As we all know by now AlwaysOn Availability Groups are an enterprise edition feature and SQL Server Clustering is a standard edition feature. Butt what happens when you have a small business that is running its apps on SQL Server Express. Can’t SQL Express have any sort of high availability?
Officially the answer is no, however with a little bit of creative configuration you sure can.
The Overall Environment
To setup SQL Server Express in a Windows Cluster I’m building this on a two node Windows Server 2012 cluster using a file share hosted on my domain controller to host the actual databases. To ensure that the domain controller is rebooted as little as possible the domain controller is installed in core mode. The cluster nodes are Windows Server 2012 standard edition (which now supports clustering) as is the domain controller.
As SQL Server 2012 express edition doesn’t support Windows Clustering out of the box the installation will be a little different from doing a normal clustered install under standard or enterprise edition. To install I did a normal SQL Express install on node1. The only change from a normal install that I made was that I configured the SQL Server instance to start under a domain account. When I got to the data directories part I configured the data folder to a network share on the domain controller.
Once the installation on node1 was completed I stopped the SQL Server services. Then I renamed the folder that I installed the SQL Server database files into. The reason for this is that I need to configure the second instance to put the database files into the same location. I can then install SQL Server 2012 express edition onto the second node.
The installation on node2 is done exactly like it was done on node1.
Once the installation is done on both nodes configure the SQL Server service to have a startup type as “Manual” instead of disabled or automatic. Leave the SQL Agent service as disabled as even though SQL Express installs the SQL Agent the SQL Agent isn’t supported on SQL Express.
Once the installation on Node2 is done the cluster can be configured. To do this bring up the Failover Cluster Administrator on one of the nodes and connect to the cluster. If the cluster hasn’t been configured yet run through the normal Clustering Configuration wizard.

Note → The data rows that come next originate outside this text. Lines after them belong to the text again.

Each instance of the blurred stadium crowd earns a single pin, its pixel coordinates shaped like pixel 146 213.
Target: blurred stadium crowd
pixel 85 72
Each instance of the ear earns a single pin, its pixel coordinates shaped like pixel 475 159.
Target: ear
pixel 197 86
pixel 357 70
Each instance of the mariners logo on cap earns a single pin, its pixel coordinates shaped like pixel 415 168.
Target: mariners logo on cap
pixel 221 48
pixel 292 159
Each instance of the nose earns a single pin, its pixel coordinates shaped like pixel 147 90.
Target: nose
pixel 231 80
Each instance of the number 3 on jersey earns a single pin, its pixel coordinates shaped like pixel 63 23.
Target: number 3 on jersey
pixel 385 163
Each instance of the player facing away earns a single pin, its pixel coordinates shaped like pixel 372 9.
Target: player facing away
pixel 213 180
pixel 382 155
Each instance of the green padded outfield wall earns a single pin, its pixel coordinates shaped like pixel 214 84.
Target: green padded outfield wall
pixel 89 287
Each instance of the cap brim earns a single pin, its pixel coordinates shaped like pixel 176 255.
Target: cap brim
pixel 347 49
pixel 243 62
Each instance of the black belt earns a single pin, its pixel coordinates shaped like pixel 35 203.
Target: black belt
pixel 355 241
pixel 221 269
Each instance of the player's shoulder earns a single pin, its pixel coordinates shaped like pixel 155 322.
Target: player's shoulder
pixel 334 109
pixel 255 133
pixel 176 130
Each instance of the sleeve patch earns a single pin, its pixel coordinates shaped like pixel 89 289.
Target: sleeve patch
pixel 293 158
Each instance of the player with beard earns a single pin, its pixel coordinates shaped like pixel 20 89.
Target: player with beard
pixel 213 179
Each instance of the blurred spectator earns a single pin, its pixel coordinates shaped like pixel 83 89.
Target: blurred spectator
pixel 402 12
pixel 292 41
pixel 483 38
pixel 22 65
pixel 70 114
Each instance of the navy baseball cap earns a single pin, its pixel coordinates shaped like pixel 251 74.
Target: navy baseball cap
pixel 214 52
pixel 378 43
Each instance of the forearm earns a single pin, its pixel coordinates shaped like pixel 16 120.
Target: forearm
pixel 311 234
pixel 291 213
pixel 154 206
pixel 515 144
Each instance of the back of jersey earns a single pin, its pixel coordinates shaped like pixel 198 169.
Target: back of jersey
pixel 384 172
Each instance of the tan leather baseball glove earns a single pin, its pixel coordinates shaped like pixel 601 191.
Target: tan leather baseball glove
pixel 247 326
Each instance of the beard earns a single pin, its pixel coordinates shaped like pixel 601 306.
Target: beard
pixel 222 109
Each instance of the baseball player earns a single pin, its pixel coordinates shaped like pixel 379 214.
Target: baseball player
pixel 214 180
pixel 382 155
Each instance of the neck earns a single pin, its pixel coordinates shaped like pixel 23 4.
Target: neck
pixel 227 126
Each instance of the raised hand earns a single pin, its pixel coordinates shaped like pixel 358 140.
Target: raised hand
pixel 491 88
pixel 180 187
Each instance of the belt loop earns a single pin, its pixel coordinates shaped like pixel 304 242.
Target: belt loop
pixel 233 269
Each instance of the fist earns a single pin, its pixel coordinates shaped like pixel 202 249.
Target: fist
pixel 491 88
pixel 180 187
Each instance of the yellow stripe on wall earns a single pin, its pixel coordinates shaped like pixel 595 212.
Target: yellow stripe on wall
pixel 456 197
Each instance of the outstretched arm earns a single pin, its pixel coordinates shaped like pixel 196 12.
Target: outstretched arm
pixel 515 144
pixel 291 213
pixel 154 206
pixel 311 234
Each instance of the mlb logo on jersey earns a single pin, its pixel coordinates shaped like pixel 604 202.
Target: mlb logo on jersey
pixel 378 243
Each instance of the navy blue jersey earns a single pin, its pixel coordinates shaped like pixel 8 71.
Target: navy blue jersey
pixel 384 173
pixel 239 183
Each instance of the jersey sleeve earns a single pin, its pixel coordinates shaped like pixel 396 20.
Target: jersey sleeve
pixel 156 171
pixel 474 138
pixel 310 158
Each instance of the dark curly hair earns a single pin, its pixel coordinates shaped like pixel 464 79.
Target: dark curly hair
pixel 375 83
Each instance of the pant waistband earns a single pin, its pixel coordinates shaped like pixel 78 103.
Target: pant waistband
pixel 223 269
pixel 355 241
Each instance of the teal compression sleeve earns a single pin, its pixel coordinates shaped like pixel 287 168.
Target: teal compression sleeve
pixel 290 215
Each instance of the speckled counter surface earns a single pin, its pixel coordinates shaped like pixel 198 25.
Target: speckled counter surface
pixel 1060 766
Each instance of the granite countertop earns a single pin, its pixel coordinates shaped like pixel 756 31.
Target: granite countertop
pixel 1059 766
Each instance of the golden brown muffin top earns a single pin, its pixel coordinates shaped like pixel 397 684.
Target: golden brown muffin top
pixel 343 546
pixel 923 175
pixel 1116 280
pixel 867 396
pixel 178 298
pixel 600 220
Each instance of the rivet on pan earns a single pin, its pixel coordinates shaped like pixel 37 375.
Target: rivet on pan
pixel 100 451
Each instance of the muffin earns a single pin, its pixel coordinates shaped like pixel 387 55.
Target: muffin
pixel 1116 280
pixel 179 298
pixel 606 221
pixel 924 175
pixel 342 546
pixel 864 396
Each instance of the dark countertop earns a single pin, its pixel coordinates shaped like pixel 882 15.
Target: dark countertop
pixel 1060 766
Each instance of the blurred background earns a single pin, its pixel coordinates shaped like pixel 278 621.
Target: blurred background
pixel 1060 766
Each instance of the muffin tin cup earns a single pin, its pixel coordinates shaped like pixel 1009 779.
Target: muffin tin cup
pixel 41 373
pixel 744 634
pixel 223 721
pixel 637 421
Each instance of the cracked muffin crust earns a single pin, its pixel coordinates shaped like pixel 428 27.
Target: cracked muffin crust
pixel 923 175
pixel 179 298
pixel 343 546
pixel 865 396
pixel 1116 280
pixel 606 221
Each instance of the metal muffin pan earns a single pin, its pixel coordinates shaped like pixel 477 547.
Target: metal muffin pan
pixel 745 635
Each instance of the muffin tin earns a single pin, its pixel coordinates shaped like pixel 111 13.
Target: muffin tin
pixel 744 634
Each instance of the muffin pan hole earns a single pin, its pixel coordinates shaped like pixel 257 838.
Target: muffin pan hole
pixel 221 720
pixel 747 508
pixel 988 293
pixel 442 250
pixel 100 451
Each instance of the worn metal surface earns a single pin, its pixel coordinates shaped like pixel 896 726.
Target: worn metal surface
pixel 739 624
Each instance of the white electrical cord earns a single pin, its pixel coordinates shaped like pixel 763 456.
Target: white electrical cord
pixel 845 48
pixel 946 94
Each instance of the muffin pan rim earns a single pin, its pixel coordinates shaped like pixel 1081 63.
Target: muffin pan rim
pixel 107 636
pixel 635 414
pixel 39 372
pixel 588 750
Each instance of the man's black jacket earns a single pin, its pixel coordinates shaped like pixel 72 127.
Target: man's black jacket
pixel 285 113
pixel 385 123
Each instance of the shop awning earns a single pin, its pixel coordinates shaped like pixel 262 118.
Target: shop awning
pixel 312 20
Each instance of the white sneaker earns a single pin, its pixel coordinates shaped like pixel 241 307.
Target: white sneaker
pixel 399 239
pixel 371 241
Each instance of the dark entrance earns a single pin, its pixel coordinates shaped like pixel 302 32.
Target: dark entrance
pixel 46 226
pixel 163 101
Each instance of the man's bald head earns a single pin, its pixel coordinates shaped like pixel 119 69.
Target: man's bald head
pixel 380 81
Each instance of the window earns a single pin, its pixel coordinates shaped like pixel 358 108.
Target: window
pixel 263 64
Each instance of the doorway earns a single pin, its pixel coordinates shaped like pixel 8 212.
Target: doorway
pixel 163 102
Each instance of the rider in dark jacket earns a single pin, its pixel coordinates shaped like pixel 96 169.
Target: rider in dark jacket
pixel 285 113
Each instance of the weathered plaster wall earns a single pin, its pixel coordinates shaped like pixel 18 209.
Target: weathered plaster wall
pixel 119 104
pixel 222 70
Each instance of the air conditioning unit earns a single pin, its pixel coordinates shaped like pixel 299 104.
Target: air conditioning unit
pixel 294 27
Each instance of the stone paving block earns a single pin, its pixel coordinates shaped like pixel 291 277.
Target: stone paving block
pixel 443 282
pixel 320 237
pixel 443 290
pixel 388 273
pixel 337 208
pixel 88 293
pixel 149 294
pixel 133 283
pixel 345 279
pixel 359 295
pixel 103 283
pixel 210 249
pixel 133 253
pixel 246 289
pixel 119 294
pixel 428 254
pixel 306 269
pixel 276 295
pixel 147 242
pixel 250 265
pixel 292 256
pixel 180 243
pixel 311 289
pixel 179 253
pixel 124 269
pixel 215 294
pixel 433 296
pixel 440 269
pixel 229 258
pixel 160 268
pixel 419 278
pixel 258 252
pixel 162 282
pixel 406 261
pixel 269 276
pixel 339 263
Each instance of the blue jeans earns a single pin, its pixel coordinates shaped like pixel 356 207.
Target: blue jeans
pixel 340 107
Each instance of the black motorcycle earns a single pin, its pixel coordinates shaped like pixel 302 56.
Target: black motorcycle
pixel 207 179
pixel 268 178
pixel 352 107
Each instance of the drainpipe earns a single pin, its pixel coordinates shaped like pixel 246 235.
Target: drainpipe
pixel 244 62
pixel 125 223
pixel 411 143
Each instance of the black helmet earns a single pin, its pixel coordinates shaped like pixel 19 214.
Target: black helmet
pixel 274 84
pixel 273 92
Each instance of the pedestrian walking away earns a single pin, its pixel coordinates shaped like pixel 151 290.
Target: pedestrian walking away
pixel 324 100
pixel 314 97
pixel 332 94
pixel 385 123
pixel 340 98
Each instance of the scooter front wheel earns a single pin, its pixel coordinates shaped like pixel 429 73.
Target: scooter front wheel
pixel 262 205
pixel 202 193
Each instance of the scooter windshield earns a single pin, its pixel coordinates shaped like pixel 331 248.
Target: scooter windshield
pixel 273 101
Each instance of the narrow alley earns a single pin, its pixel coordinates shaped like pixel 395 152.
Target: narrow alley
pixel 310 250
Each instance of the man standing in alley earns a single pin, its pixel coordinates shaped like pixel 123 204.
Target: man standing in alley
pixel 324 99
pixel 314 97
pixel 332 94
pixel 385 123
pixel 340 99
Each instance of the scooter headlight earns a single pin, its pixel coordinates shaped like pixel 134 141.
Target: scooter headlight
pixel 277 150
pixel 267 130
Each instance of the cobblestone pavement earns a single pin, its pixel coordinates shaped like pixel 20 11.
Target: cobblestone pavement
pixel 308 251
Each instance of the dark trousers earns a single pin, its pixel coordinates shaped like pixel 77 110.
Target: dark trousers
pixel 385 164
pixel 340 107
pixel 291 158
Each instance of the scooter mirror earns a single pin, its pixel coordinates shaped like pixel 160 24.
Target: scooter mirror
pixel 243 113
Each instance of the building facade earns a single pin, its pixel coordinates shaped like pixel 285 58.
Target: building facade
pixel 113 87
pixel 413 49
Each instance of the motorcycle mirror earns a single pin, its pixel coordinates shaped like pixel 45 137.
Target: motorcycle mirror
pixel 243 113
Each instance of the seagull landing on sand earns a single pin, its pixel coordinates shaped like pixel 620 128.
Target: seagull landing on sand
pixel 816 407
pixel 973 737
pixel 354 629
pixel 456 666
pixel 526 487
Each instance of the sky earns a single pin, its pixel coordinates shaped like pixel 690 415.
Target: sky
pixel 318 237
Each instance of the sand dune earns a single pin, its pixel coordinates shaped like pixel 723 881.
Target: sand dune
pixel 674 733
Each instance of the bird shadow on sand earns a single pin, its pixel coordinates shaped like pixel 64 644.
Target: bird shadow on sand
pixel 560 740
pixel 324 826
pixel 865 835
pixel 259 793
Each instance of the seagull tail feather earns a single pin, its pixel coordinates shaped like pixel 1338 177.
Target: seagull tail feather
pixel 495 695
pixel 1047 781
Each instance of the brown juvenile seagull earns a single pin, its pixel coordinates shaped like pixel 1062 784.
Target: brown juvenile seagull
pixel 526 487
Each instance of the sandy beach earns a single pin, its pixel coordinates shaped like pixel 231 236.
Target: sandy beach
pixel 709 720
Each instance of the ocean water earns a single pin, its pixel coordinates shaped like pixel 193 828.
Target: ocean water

We’ll now configure a new cluster role on the cluster. To do this right click on “Role” then select “Configure Role” from the context menu as shown below.
When the wizard opens click next to get to the list of services. Then select the Generic Service item from the list as shown below.
On the next screen you’ll be asked what service you wish to cluster. From this list select the SQL Server service as shown below.
On the next screen you’ll be asked to name the resource group. Give the group a name which is unique on the domain and click next. The next screen will ask you to select the needed storage. Simply click next on this screen as we aren’t using any local shared storage. The next screen asks you if any registry settings need to be replicated between the machines. We don’t need to replicate anything as SQL Server doesn’t make much use of the registry for the actual SQL Server service so we can simply click next on this screen as well. The next screen is simply a screen to review the changes which will be made. You can simply click next on this screen after reviewing the information on the screen. When the summary screen displays click finish.
Post Clustering SQL Config Changes
The first change that you’ll need to make is to enable the TCP network protocol on both nodes. By default SQL Express has the TCP network protocol disabled which need to be corrected before uses will be able to connect to the SQL Server service.
The next change that you’ll need to make is to change the local server name in the master database from the name of the last node which was installed to the cluster name using a script similar to the one shown below. In the case of this script the nodes are named node1 and node2 and the cluster name is clustersql. Once this script has been run the SQL Server instance should be restarted or failed over to the other node.
exec sp_dropserver ‘nodeb’
exec sp_addserver ‘clustersql’, local
At this point the cluster is up and running and applications can have their databases configured on the SQL Server Instance.
I haven’t deployed this into production for a customer. This idea came up when we were kicking around HA solution ideas for a customer and we were trying to figure out if it would even work. Turns out that it does.
If SQL Express will fit your needs, then I can’t see a reason not to do something like this. Now some things it keep in mind are that SQL wouldn’t be cluster aware like it would be with Standard or Enterprise edition so you’ll loose some of the normal health checks which would happen with Standard or Enterprise edition as the cluster will just be looking for service failure. But if you can live with that this solution should be able to work for you.
In this case no, I did use shared storage. This could be done using network storage as well easily enough using SQL Server 2012 Express or newer.
I wasn’t able to install sql server on the second node because it gave error “system database file already exists in \servershareMSSQL11.instance” even after changing the shared folder name
Try moving the folder with the system databases out to another location. As long as the folder is renamed and isn’t where SQL is expecting it, you shouldn’t have a problem.
Seems a bit pointless to have a failover cluster if not also able to replicate the database to the failover subnet.
You’ll want to get redundant storage. The easiest way to do that without a SAN is to use SIOS Data Keeper to replicate local storage on the two machines which will be running Microsoft SQL Server.
That said, SQL Express isn’t really an enterprise ready version. It only supports one processor, one gig of RAM, and a 10 or 20 Gig database depending on version.